# Sharks in east bay



## BlackwaterBax (Jun 24, 2012)

I wanna try to catch some blacktips at the garcon point bridge. What bait and tackle should i use? And would morning or evening be better?


----------



## chad403 (Apr 20, 2008)

Your wife's holiday roast. Big hook, 20' of chain, and tie it to a dock or post


----------



## ablesbradley (Sep 24, 2009)

let me know if there is anything outthere


----------



## TheRoguePirate (Nov 3, 2011)

chad403 said:


> Your wife's holiday roast. Big hook, 20' of chain, and tie it to a dock or post


throw the bait out as far as you can and whistle songs until something takes it :whistling: and try not to sit on the end of the pier....just incase it should break away:thumbup:


----------



## NoMoSurf (Oct 2, 2007)

pretty funny. :thumbsup:

Ok, somebody throw this guy a biscuit....

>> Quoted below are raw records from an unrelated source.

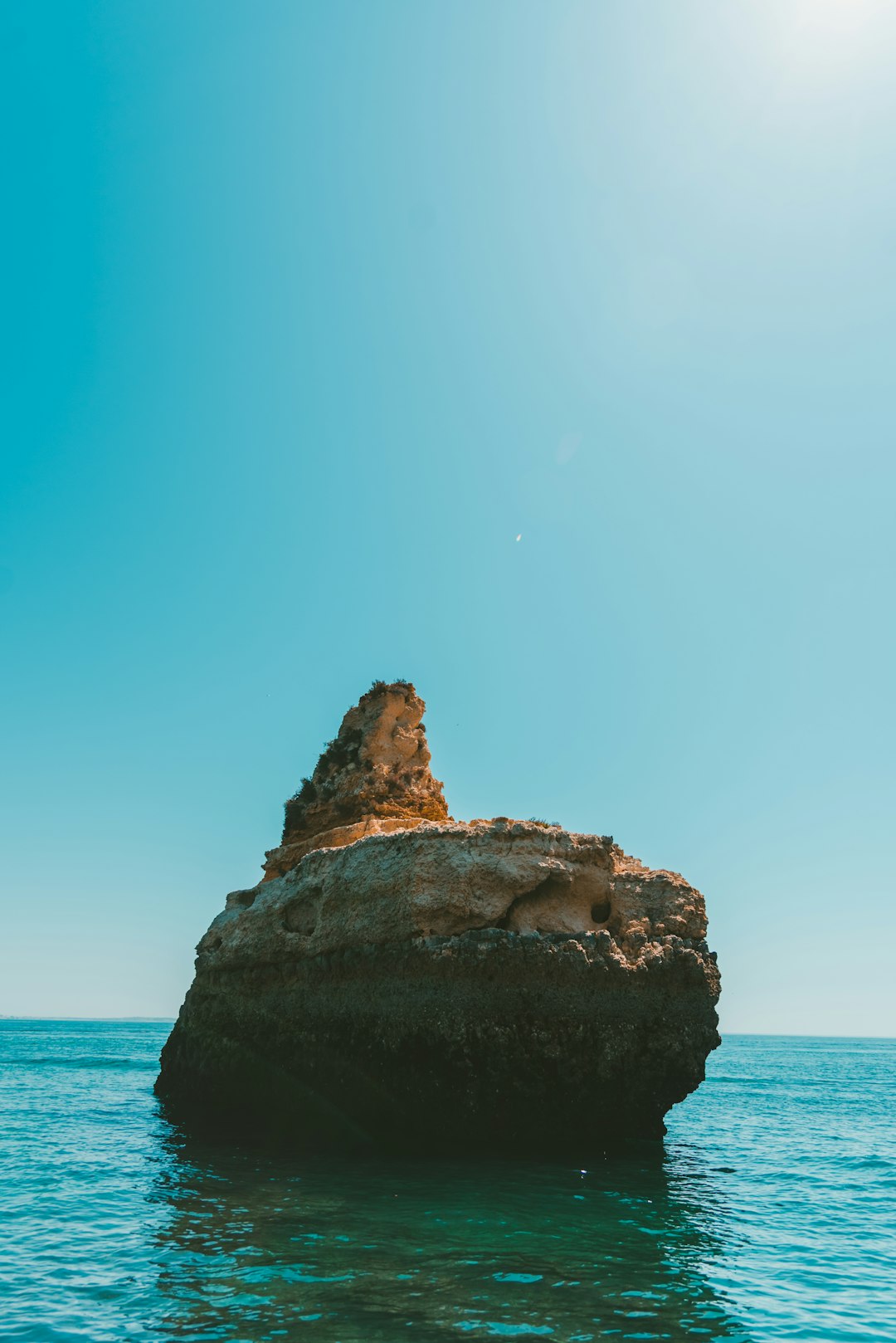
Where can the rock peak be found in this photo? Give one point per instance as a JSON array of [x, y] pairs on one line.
[[377, 766]]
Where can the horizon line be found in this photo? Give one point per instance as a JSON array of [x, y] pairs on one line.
[[762, 1034]]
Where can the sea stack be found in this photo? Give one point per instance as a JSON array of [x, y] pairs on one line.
[[409, 982]]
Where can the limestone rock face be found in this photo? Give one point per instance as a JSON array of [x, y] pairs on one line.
[[401, 979], [375, 775]]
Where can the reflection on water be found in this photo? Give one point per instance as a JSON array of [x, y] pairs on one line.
[[766, 1217], [266, 1248]]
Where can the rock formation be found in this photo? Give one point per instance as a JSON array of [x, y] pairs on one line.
[[405, 980]]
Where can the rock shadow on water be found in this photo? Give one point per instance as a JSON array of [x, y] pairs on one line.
[[265, 1245]]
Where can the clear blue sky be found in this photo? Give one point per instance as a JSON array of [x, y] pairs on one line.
[[312, 309]]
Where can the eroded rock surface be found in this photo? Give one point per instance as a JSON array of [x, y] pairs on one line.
[[402, 979]]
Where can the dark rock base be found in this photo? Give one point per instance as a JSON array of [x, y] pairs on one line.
[[486, 1043]]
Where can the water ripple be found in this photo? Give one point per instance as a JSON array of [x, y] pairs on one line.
[[768, 1216]]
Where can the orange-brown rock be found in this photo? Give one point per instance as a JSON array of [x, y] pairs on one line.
[[373, 777], [402, 979]]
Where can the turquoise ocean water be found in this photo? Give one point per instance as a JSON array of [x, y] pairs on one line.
[[767, 1214]]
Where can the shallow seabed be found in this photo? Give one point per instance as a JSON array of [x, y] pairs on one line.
[[767, 1214]]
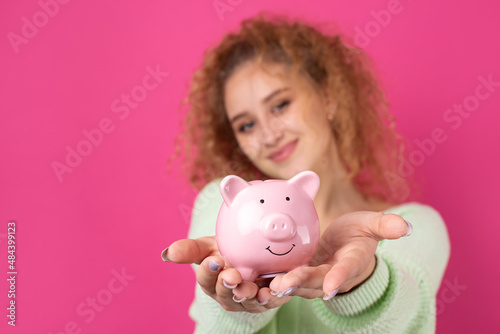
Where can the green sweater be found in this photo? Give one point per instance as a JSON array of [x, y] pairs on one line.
[[399, 297]]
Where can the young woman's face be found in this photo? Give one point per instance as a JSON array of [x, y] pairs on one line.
[[279, 121]]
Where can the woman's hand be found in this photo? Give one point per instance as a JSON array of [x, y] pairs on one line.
[[345, 257], [220, 281]]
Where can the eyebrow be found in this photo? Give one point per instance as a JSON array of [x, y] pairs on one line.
[[264, 101]]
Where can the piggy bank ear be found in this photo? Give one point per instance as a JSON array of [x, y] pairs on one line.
[[231, 186], [308, 181]]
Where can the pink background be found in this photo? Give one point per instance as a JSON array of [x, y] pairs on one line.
[[119, 206]]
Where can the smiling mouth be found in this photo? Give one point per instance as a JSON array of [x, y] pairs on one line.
[[269, 249]]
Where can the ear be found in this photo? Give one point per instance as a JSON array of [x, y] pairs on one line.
[[308, 181], [231, 186]]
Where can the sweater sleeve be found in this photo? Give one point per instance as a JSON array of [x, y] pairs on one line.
[[400, 295], [209, 316]]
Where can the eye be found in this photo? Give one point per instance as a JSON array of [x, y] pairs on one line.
[[281, 106], [246, 127]]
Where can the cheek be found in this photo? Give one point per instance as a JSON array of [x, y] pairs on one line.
[[249, 145]]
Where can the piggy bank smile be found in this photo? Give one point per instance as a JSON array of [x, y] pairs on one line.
[[269, 227], [278, 254]]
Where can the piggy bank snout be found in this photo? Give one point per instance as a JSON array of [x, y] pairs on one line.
[[278, 227]]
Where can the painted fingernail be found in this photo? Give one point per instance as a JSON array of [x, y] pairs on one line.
[[410, 229], [289, 291], [330, 296], [214, 266], [229, 286], [164, 255], [239, 300]]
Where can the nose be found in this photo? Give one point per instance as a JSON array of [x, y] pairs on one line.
[[272, 132], [278, 227]]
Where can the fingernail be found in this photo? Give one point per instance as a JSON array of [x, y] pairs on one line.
[[410, 229], [164, 255], [289, 291], [330, 296], [229, 286], [214, 266], [239, 300]]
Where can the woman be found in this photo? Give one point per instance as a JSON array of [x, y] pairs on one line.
[[277, 98]]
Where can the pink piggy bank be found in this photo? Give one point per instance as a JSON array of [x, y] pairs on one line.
[[265, 228]]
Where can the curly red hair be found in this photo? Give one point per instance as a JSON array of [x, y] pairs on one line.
[[364, 130]]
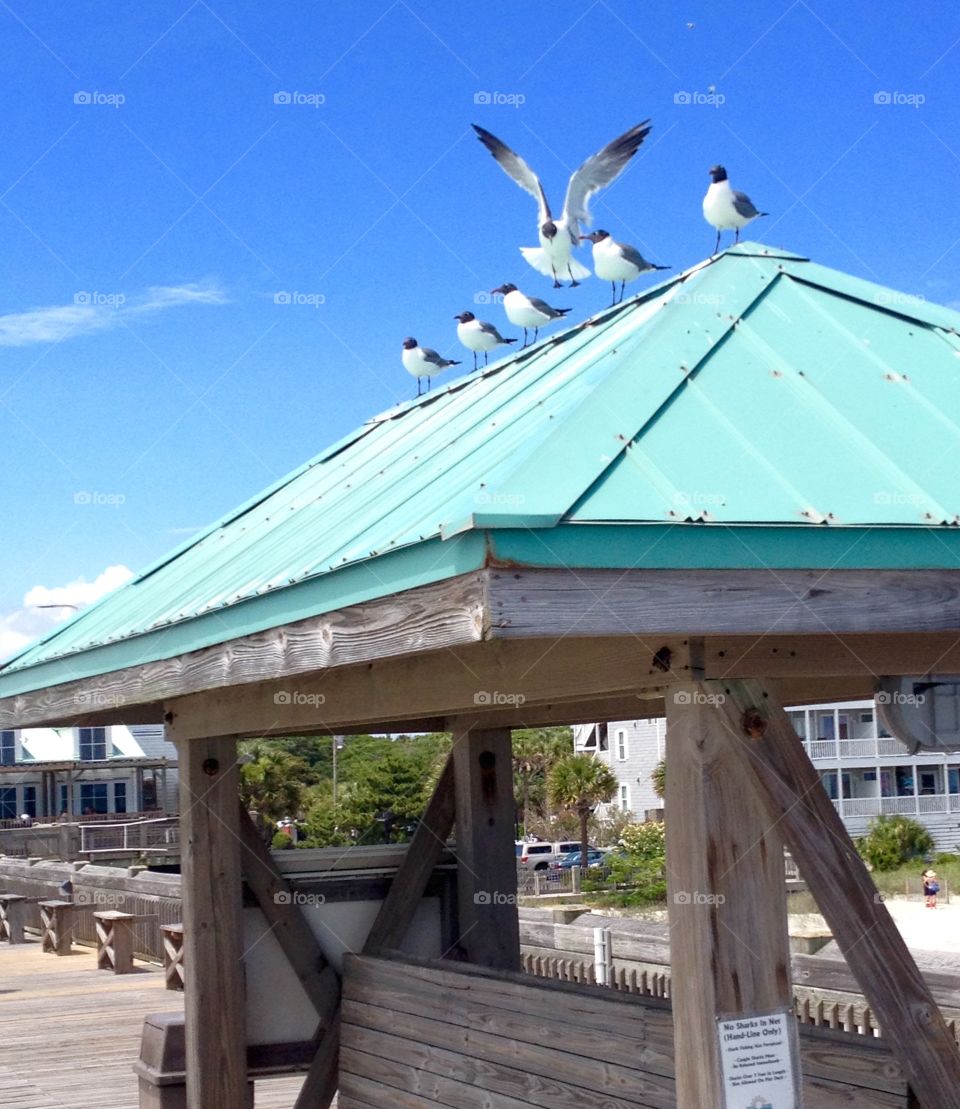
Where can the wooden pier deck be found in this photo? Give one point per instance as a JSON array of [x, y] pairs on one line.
[[70, 1034]]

I'd help, but I have no idea where you are talking about. I'm not from P'cola and only fish it every ten years or so... I fish a good bit east of there.

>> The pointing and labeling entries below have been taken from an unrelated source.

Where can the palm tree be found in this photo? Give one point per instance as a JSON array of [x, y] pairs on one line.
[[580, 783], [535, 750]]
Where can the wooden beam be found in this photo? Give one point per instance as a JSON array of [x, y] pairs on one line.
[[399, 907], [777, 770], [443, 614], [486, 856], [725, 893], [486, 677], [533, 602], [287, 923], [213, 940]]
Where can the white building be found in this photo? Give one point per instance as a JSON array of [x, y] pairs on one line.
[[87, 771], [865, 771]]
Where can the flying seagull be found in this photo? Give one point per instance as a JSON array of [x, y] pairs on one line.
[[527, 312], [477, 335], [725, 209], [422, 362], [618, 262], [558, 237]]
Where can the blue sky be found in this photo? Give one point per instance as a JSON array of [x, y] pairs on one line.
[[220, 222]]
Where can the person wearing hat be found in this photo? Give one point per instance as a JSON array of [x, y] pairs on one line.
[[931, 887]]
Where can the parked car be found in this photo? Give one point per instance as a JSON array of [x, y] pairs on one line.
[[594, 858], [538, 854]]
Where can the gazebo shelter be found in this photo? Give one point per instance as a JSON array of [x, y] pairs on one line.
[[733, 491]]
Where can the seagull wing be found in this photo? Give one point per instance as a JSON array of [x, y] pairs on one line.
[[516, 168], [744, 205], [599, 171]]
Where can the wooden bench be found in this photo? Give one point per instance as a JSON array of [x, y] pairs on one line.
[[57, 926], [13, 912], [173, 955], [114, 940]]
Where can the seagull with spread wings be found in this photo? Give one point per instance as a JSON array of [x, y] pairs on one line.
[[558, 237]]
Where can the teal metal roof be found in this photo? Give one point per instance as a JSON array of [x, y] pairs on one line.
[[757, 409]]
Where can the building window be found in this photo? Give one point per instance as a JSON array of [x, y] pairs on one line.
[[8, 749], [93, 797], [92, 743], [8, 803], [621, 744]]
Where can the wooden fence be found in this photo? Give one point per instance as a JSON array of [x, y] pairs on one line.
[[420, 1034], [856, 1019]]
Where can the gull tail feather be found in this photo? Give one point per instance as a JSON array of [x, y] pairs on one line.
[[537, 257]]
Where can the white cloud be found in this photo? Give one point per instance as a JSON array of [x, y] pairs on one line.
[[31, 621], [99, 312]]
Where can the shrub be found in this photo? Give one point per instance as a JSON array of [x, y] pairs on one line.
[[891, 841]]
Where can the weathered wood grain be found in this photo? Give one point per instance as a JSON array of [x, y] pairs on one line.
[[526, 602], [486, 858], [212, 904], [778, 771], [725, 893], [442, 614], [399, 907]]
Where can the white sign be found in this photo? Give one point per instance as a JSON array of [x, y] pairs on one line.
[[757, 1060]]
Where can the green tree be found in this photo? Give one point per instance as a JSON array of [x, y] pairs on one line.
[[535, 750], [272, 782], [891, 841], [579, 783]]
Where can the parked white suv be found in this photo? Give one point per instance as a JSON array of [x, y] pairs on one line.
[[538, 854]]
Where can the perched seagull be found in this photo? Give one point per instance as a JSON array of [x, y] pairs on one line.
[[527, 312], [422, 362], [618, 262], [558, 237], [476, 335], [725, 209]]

As for the tackle... depends on how big you want to catch them.
I've caught up to 4ft'ers on a 6'6" fast action bass rod with a 40 size spinning reel, 15 or 20lb braid, flouro leader and a 2/0 circle hook... While fishing for whiting/croaker/blackdrum.

I've also had "something" burn the drag out, lock up and strip the gears out of a 80 class spinning reel. It never sped up, never slowed down, and never turned... It was like I hooked the bumper on a bus....


----------



## JoeZ (Sep 30, 2007)

Dead lady fish or mullet on 100-plus pound leader. 8000 class spinning rod with big braid. Set up on a moving tide and you should be ok. 
You can chum or chunk a little to get their attention but shouldn't have any problems hanging into one.


----------



## ricehobgood86 (Jun 14, 2012)

If you can find some bonita, either at a bait shop or if you know anyone who pier fishes they could probably get one for you and cut it up. Set you a nice chunk on the end of your line and cut the rest up to chum it up around where you are fishing. They love that bloddy bonita!


----------



## JoeZ (Sep 30, 2007)

Stupid Iphone.


----------



## Butler879 (Jun 18, 2012)

I've also had "something" burn the drag out, lock up and strip the gears out of a 80 class spinning reel. It never sped up, never slowed down, and never turned... It was like I hooked the bumper on a bus....[/QUOTE]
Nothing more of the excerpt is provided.